Motorcycle Club aims to shed light on industrial technology program

Photos: Jose Romero

 

When people describe motorcycle riding, they usually express how free it makes them feel.

Being alone on the road, just the rider and the bike, creates the ultimate feeling of freedom.

Even though riders experience this type of freedom because of the oneness they feel with their bikes, they also feel a sense of camaraderie when riding with others.

That’s what Pierce College’s newly formed Motorcycle Club is doing.

“Being a motorcyclist is like being apart of an elite brotherhood,” said Brandon Garrett, the club’s president. “I’d like everyone to know who everyone is on campus.”

Garrett, 34, a pre-engineering major, has been a part of the Industrial Technology (IT) program at Pierce for three semesters.

As the president of the club, he’s trying to make the motorcycle community within the campus more tightly knit.

The club’s first general meeting took place Saturday with a meet up of riders. It was followed by a ride through the canyons along Topanga Canyon Boulevard, up Sunset Boulevard and into West Los Angeles.

The drive included fourteen riders.

Jose Nunez, a 23-year-old IT student, has only been riding six months but already has over 5,000 miles on his bike.

“I couldn’t wait for this to happen,” said Nunez. “I was awake at four in the morning.”

Pre-vet major and Motorcycle Club member Randi Katz was the only female rider at the meeting.

“Everyone rode really well together,” said Katz. “It’s fun riding with the new guys, and when they see a women riding it kind of inspires them because boys are much more competitive.”

The Motorcycle Club is revving up to not only ride together, but to help shed light on the IT program on campus.

With budget cuts many programs, including the IT Department, are taking hits in classes.

“The welding industry and the automotive industry are going to be here for a long time,” said Nunez. “It would be a shame to get rid of [the program].”

Attention to the department is important for Garrett and the club, but so is rider safety.

For their first general meeting, club members drove to West Coast GP Cycles, where they were taught how to safely prepare their bikes for track racing.

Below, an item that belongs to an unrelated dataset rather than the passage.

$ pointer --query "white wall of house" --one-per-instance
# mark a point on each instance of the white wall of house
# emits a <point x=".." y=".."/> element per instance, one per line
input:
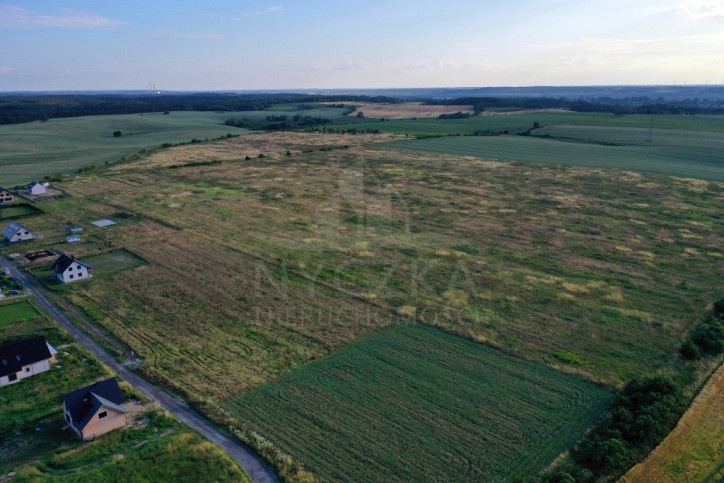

“The injuries that I think are preventable are the ones of inexperience, basically riding past their ability and their experience level, and riding on city and street roads in a matter that is unsafe, ” said Andy Palmer, owner of West Coast GP Cycles. “I don’t want to ever see anyone get injured on a motorcycle.”

Though Saturday was the club’s first official meeting, it wasn’t the first time the members rode together. In fact, just last summer, Garrett and nine other riders took a trip up to Ojai, Calif.

“Hopefully, the word of mouth will spread and the excitement will spread,” said Garrett.

Their next long ride will be 28 miles past Bakersfield on Nov. 26 and 27 to Buttonwillow Raceway Park.

The club meets by the IT Building every Saturday from 8 a.m. to noon.